Current And Emerging Insights On Treating Diabetic Peripheral Neuropathy

Author(s): 
Peter Bregman, DPM, FAENS, FACFAS, and Pasquale Cancelliere, DPM

   For any physicians who have not seen the results of these procedures, we would encourage them to explore the large amount of substantive data that is currently available and have an open mind about the possibility for significant improvement for their patients.9,10 Certainly not all patients with diabetes are candidates for the surgery but we think it would be prudent for all medical professionals to be able to identify those patients who are good candidates and refer them to someone who can perform the surgery.

   We feel very comfortable telling our patients that the worst thing that can happen is they just do not see any improvement and it is extremely rare for them to get worse. The lead author notes that probably 85 percent of his patients have improved following surgery, which is consistent with the literature. Along with his other colleagues at AENS, the lead author has personally trained dozens of DPMs to identify and treat patients with peripheral neuropathy.

Why You Should Consider Nerve Decompression

Even with the currently available research on this procedure, there are still people, especially those in academia, who choose not to recognize that patients with diabetes with a superimposed compression(s) in the lower extremity can benefit from decompression. Carpal tunnel is well documented as an early predictor of diabetes but why is that not accepted in the foot?

   It is well documented that a “double crush” syndrome, with diabetes being the first crush and the actual compression being the second crush, exists in the hand and by extension must exist in the ankle and foot.11

   In his landmark article, Dellon found that decompressing the tarsal tunnel in patients with diabetes not only relieved pain by 80 percent but also restored sensitivity/sensation in the foot.7 This led to a significantly decreased incidence of new ulcerations in these patients and a decrease in the rate of amputation.7,12 This has been consistent with our clinical experience.

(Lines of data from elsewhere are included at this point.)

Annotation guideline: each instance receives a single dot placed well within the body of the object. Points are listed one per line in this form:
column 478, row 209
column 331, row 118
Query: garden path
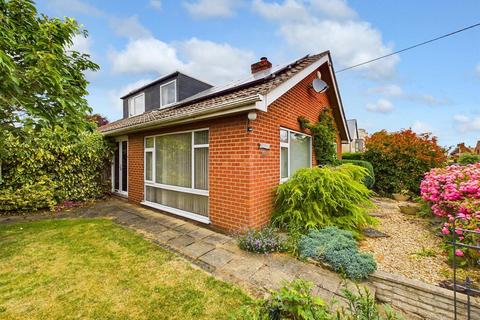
column 214, row 252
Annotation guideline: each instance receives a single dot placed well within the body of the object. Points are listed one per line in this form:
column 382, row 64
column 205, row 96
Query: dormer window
column 168, row 93
column 136, row 105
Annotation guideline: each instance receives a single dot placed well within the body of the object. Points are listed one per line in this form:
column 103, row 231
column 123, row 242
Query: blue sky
column 433, row 88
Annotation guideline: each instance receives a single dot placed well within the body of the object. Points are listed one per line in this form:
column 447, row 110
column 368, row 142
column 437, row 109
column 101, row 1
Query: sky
column 434, row 88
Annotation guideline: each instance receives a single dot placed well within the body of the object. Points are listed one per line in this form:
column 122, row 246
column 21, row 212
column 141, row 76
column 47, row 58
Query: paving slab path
column 214, row 252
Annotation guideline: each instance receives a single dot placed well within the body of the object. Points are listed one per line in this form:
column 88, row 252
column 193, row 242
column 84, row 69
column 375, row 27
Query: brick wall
column 242, row 177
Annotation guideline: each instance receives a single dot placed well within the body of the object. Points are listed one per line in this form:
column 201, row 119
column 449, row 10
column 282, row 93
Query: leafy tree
column 400, row 159
column 42, row 80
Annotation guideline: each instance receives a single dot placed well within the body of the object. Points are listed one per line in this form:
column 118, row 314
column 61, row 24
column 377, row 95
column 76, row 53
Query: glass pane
column 284, row 162
column 201, row 137
column 148, row 166
column 178, row 200
column 299, row 152
column 201, row 168
column 283, row 136
column 168, row 94
column 124, row 166
column 116, row 167
column 173, row 162
column 149, row 143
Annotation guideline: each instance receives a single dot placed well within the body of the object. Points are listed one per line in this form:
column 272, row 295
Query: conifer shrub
column 338, row 248
column 327, row 196
column 369, row 180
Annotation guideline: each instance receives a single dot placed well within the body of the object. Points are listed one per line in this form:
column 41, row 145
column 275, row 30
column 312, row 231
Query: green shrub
column 44, row 167
column 338, row 248
column 369, row 180
column 262, row 241
column 352, row 156
column 327, row 196
column 468, row 158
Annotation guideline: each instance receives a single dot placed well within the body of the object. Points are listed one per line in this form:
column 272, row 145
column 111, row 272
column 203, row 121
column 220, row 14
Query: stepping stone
column 217, row 258
column 197, row 249
column 373, row 233
column 181, row 242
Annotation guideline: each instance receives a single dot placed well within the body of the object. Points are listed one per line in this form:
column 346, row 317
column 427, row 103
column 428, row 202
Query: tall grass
column 326, row 196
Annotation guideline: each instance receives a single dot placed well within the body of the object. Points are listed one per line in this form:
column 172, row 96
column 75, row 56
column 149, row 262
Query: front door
column 120, row 168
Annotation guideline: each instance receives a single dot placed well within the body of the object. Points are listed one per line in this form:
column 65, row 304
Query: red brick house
column 216, row 154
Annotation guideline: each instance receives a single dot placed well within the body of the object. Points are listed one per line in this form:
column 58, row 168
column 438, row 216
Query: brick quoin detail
column 242, row 177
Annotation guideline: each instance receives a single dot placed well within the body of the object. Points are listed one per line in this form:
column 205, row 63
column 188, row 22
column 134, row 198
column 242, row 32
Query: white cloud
column 352, row 41
column 130, row 27
column 334, row 8
column 381, row 106
column 114, row 95
column 81, row 44
column 421, row 127
column 145, row 55
column 156, row 4
column 213, row 62
column 466, row 124
column 389, row 90
column 211, row 8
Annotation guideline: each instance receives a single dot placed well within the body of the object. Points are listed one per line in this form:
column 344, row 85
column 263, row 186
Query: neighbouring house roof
column 352, row 128
column 215, row 101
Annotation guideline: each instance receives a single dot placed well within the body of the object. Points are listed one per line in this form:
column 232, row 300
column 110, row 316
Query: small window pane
column 148, row 166
column 168, row 94
column 284, row 162
column 283, row 136
column 201, row 137
column 201, row 168
column 149, row 143
column 299, row 152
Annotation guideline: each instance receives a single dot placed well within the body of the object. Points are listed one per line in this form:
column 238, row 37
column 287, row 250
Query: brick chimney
column 261, row 65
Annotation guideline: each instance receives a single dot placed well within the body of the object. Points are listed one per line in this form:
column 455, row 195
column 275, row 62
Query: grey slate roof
column 212, row 98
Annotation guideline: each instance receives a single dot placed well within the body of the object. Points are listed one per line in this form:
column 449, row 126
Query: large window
column 168, row 94
column 176, row 173
column 136, row 105
column 295, row 152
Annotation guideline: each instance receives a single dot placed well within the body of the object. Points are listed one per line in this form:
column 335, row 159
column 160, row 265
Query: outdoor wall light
column 252, row 115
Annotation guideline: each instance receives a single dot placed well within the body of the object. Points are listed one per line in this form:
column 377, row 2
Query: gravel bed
column 411, row 249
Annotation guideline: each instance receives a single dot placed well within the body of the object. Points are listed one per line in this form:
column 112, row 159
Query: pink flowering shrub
column 454, row 192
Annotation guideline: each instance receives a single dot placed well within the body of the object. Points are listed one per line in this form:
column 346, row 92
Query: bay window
column 176, row 173
column 295, row 152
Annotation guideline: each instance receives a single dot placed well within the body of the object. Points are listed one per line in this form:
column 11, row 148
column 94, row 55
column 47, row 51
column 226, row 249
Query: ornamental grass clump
column 327, row 196
column 265, row 240
column 337, row 248
column 454, row 193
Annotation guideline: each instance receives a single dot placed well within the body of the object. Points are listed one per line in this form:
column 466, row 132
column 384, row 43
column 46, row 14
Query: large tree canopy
column 42, row 81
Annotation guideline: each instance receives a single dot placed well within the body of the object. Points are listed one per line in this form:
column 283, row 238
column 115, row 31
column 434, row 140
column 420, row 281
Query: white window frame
column 131, row 103
column 287, row 145
column 166, row 84
column 190, row 190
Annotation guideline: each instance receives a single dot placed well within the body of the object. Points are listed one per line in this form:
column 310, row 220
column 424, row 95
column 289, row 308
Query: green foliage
column 324, row 137
column 265, row 240
column 400, row 159
column 43, row 81
column 327, row 196
column 293, row 301
column 468, row 158
column 44, row 167
column 362, row 306
column 369, row 180
column 352, row 156
column 337, row 248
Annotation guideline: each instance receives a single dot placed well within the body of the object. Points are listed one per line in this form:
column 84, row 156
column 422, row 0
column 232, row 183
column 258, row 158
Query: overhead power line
column 411, row 47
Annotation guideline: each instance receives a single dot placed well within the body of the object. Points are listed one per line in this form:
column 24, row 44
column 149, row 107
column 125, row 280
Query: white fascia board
column 279, row 91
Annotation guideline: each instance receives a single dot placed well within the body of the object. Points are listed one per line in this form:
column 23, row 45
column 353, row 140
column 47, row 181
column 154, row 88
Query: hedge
column 41, row 168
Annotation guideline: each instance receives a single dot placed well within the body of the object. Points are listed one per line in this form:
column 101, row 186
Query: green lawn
column 94, row 269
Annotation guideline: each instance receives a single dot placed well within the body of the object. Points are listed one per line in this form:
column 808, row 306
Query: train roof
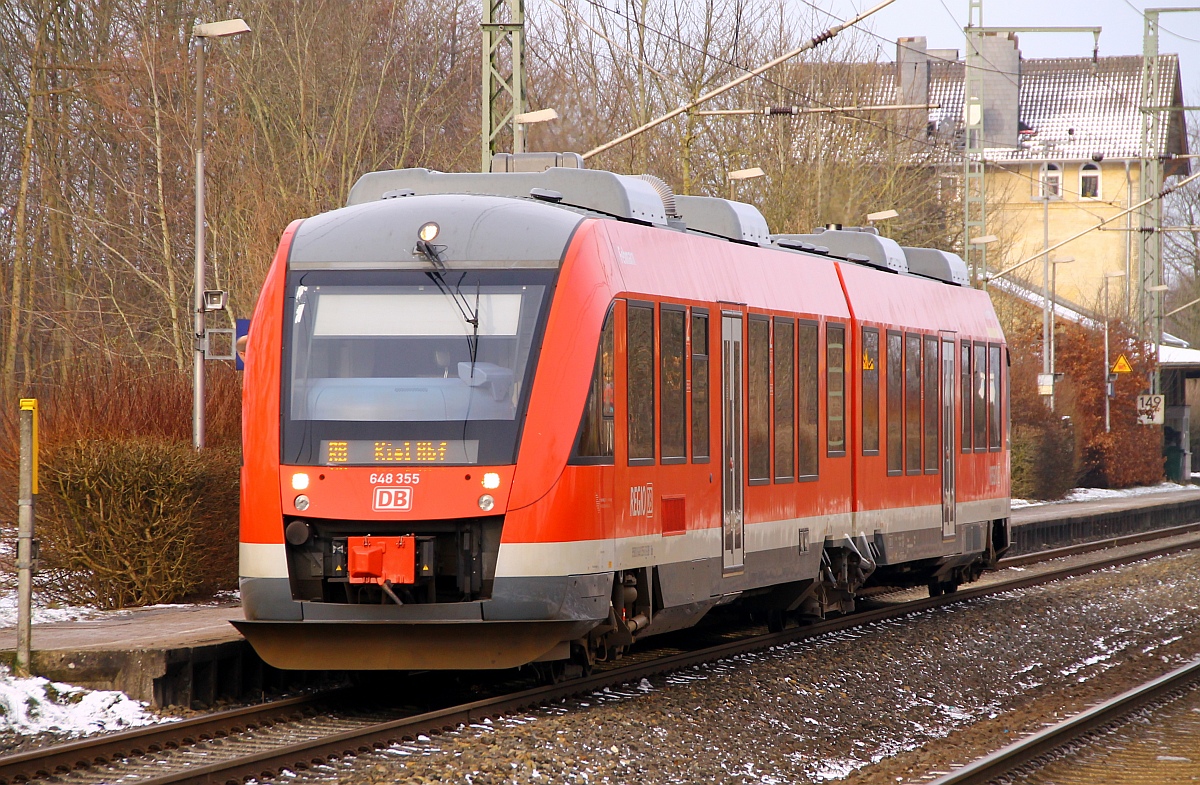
column 555, row 193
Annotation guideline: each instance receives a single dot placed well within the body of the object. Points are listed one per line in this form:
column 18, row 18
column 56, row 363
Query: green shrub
column 1045, row 465
column 137, row 521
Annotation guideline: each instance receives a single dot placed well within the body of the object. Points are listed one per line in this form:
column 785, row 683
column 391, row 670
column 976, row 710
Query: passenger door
column 949, row 383
column 732, row 451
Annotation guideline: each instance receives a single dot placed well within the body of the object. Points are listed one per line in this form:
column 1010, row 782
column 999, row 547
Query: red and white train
column 534, row 415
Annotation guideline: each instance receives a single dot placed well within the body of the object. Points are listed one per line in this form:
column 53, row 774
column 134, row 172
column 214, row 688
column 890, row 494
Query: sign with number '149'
column 1151, row 409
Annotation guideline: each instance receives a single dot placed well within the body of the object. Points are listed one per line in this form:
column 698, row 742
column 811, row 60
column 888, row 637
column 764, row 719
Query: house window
column 1051, row 181
column 808, row 401
column 1090, row 181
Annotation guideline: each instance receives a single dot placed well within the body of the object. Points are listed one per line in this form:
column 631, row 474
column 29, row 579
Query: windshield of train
column 411, row 367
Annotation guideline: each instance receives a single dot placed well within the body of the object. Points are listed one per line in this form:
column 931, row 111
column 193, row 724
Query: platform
column 172, row 655
column 189, row 655
column 1060, row 523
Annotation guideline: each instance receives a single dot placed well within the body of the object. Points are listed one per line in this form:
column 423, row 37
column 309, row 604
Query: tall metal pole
column 27, row 489
column 198, row 281
column 1045, row 291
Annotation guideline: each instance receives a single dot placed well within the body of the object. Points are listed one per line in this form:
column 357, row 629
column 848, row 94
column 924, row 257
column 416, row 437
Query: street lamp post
column 742, row 174
column 1050, row 311
column 202, row 31
column 1108, row 367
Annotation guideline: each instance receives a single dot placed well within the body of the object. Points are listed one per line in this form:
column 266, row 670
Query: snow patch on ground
column 36, row 705
column 1093, row 493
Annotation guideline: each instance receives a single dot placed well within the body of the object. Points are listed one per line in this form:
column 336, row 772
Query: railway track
column 1044, row 744
column 298, row 732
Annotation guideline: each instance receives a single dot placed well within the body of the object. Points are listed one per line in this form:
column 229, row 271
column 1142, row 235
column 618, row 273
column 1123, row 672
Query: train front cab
column 931, row 420
column 726, row 453
column 385, row 401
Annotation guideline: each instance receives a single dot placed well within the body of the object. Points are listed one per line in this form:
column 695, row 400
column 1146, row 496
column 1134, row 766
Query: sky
column 942, row 21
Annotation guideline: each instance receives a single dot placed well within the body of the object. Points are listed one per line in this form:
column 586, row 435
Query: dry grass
column 129, row 514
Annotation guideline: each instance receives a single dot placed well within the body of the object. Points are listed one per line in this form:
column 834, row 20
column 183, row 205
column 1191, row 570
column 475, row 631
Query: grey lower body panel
column 522, row 621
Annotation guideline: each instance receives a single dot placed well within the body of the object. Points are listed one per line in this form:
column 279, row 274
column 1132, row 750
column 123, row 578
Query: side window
column 895, row 402
column 640, row 365
column 835, row 389
column 597, row 429
column 785, row 400
column 672, row 399
column 981, row 396
column 759, row 400
column 700, row 385
column 995, row 402
column 808, row 409
column 870, row 391
column 967, row 395
column 931, row 405
column 912, row 403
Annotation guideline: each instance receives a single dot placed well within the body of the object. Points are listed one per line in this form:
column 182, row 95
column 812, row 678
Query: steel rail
column 1097, row 545
column 303, row 755
column 82, row 753
column 1047, row 741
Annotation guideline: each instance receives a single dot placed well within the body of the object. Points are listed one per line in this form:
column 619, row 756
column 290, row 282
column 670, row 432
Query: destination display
column 401, row 451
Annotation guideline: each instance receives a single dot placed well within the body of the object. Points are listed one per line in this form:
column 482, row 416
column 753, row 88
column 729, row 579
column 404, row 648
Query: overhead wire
column 934, row 145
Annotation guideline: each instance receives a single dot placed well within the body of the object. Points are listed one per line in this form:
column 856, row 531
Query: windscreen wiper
column 471, row 316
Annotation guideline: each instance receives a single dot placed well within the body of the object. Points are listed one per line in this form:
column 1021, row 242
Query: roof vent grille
column 665, row 193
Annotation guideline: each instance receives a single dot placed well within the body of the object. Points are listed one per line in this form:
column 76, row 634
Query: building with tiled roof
column 1068, row 129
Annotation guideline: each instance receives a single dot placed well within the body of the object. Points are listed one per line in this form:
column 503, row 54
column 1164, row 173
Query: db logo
column 393, row 498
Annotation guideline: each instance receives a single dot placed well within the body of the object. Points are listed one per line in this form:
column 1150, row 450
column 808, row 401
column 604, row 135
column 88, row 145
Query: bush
column 117, row 468
column 1044, row 461
column 138, row 522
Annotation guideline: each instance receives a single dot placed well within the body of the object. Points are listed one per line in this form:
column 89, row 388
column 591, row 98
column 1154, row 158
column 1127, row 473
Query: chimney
column 912, row 82
column 1001, row 89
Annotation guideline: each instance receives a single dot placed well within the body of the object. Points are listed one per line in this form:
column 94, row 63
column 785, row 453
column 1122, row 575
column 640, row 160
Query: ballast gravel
column 882, row 703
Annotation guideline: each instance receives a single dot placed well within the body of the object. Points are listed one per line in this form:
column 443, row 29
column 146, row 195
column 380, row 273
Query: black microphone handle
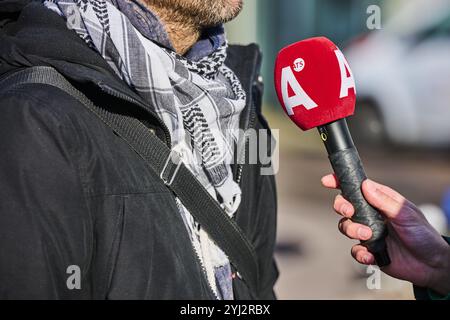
column 350, row 173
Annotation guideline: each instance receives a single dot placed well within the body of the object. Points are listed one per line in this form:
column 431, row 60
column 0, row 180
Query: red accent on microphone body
column 315, row 66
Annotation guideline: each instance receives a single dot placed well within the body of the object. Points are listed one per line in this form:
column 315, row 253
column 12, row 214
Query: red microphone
column 316, row 88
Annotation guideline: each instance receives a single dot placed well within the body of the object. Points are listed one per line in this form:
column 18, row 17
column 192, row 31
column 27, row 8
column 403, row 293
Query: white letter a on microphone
column 299, row 98
column 346, row 82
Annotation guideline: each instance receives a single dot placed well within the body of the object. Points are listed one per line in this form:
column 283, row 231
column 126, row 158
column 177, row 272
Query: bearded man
column 81, row 214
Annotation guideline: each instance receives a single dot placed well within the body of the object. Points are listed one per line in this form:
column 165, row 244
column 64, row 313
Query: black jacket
column 73, row 193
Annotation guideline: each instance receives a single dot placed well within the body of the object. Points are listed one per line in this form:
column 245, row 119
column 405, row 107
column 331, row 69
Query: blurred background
column 401, row 127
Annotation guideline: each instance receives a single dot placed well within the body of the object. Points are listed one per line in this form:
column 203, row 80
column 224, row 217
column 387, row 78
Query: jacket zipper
column 249, row 125
column 127, row 98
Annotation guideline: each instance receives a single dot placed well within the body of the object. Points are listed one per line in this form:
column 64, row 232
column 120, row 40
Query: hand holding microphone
column 316, row 88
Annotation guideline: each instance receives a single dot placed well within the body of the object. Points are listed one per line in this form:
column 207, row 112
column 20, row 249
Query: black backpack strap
column 221, row 228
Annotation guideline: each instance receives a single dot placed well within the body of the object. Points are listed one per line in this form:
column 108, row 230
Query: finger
column 354, row 230
column 330, row 181
column 386, row 200
column 362, row 255
column 343, row 207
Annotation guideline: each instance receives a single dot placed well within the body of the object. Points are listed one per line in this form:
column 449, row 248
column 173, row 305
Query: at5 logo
column 300, row 97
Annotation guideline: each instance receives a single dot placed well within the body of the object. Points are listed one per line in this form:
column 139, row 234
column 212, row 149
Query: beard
column 204, row 13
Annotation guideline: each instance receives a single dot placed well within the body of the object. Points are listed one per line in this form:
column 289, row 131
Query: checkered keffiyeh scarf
column 200, row 103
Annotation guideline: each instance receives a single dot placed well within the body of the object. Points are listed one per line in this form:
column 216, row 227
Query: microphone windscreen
column 314, row 83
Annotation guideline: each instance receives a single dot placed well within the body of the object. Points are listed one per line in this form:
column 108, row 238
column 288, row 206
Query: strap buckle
column 168, row 174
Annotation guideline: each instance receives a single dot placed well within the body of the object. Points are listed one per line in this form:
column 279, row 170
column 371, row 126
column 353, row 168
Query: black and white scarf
column 200, row 102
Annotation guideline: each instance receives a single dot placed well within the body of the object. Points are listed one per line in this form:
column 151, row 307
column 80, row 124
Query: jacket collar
column 32, row 35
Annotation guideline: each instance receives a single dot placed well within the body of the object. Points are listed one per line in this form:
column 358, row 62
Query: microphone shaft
column 350, row 173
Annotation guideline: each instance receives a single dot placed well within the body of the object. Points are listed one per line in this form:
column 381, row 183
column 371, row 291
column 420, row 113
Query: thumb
column 386, row 200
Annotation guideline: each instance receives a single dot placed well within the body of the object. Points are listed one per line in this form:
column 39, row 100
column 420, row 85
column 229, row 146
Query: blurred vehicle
column 402, row 75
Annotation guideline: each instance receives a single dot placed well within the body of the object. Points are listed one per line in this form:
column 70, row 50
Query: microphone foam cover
column 314, row 83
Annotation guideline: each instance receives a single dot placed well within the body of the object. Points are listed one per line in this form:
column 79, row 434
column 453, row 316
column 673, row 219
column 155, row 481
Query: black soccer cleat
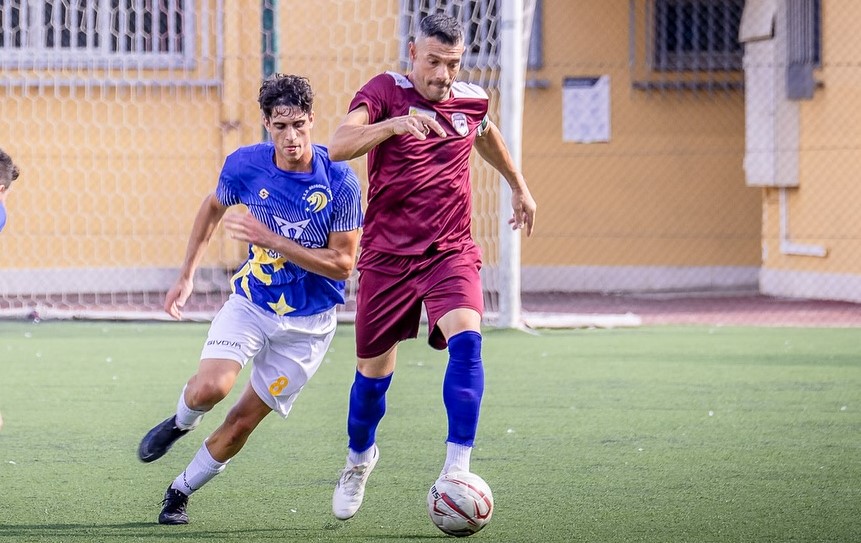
column 158, row 441
column 173, row 507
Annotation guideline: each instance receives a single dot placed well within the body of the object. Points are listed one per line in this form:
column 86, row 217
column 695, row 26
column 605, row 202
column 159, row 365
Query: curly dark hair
column 445, row 28
column 283, row 90
column 8, row 170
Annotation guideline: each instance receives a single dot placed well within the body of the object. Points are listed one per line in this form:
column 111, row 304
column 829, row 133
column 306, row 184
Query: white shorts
column 286, row 350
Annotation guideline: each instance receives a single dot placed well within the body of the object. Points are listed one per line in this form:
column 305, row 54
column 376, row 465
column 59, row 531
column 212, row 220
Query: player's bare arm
column 491, row 147
column 208, row 216
column 355, row 137
column 334, row 261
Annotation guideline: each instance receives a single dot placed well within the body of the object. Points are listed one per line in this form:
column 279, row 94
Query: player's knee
column 465, row 346
column 205, row 393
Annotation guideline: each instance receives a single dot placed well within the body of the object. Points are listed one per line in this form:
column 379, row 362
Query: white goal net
column 119, row 114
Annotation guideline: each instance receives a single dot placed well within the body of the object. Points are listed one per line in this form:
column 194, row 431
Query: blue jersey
column 302, row 206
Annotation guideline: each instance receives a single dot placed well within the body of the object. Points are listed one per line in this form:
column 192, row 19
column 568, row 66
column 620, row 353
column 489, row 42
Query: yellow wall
column 668, row 189
column 112, row 174
column 823, row 210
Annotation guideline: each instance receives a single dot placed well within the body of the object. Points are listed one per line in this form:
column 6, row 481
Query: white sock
column 186, row 418
column 456, row 457
column 360, row 458
column 200, row 471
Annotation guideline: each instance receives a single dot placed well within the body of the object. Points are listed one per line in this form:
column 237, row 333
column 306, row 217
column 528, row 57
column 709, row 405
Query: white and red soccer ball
column 460, row 503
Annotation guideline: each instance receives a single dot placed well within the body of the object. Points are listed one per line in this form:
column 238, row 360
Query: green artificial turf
column 656, row 434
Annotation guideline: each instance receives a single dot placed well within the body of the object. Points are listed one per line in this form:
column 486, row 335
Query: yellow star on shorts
column 281, row 308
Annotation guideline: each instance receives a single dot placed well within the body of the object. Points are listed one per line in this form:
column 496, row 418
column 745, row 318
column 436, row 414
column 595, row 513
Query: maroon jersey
column 419, row 195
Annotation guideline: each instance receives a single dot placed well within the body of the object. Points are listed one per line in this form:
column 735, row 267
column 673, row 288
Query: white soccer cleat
column 350, row 490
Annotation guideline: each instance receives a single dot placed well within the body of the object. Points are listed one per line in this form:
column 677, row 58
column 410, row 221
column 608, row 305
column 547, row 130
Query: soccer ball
column 460, row 503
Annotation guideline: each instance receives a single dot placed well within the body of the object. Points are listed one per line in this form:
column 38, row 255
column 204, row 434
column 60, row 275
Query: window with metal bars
column 696, row 35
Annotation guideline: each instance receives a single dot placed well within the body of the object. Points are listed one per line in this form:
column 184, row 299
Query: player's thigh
column 238, row 332
column 454, row 283
column 388, row 310
column 291, row 357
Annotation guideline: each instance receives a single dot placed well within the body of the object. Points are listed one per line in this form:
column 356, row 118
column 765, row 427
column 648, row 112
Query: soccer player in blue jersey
column 304, row 214
column 8, row 173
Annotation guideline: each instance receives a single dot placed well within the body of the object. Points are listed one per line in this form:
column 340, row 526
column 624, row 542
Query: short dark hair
column 8, row 170
column 445, row 28
column 283, row 90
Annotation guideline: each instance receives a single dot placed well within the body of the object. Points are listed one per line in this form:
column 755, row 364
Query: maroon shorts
column 393, row 287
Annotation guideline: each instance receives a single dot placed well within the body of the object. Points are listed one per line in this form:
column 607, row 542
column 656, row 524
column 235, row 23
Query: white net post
column 511, row 82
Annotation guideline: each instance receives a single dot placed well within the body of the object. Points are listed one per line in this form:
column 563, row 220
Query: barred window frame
column 696, row 35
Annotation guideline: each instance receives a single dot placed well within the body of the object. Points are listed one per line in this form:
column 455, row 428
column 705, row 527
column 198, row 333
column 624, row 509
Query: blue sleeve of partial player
column 348, row 200
column 227, row 191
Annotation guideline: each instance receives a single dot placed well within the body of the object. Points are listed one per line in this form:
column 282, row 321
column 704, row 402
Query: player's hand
column 245, row 227
column 419, row 125
column 524, row 210
column 177, row 296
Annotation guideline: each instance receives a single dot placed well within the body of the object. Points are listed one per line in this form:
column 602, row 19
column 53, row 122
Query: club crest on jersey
column 317, row 198
column 458, row 121
column 417, row 110
column 292, row 230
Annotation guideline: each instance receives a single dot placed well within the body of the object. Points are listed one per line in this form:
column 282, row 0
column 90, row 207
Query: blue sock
column 367, row 407
column 463, row 387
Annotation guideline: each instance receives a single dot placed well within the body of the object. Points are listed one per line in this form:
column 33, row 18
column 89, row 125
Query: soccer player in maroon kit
column 418, row 131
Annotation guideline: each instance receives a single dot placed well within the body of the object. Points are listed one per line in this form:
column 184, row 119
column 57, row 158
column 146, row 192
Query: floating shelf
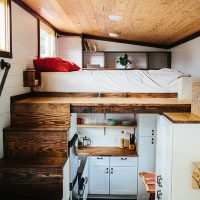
column 103, row 126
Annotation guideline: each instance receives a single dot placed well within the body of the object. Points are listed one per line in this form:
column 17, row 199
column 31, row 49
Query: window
column 5, row 33
column 47, row 41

   This does not mean that every patient with diabetic peripheral neuropathy is a candidate for surgical decompression of the tarsal tunnel. One should reserve this surgery only for those patients who have a diagnosed compression of a peripheral nerve in a site of anatomical narrowing. Electrodiagnostic studies carry a false negative rate of 33 percent in people with symptomatic carpal tunnel.11

   There are no significant systematic reviews of the sensitivity and specificity of nerve conduction velocity (NCV) and electromyography (EMG) in patients with tarsal tunnel syndrome. However, we know we should not rely on these studies to determine whether an entrapment is present as there is a greater than a 50 percent false negative rate with EMG/NCV.13,14 However, research has shown a positive Tinel’s sign to be a positive predictor of successful surgery in the relief of symptoms in 90 percent of patients with diabetic chronic nerve compression and 88 percent of patients with idiopathic nerve entrapment.13,14

   We know the changes occurring to the nerve in the tarsal tunnel or any entrapment site manifest in the surrounding connective tissue. Tenosynovitis with accelerated glycosylation and enhanced lysyl oxidase activity result in increased collagen cross-linking, which in turn causes the tissues to become less compliant and even fibrotic. This will subsequently allow shear forces across the nerve to increase and decrease the volume of tissues surrounding the nerve tunnel.

   We also know that due to direct damage to the nerve, hyperglycemia leads to apoptosis and impaired mitochondrial function with Schwann cell dysfunction. If we add nerve compression on top of this dysfunction, it is even worse and we can see this microscopically.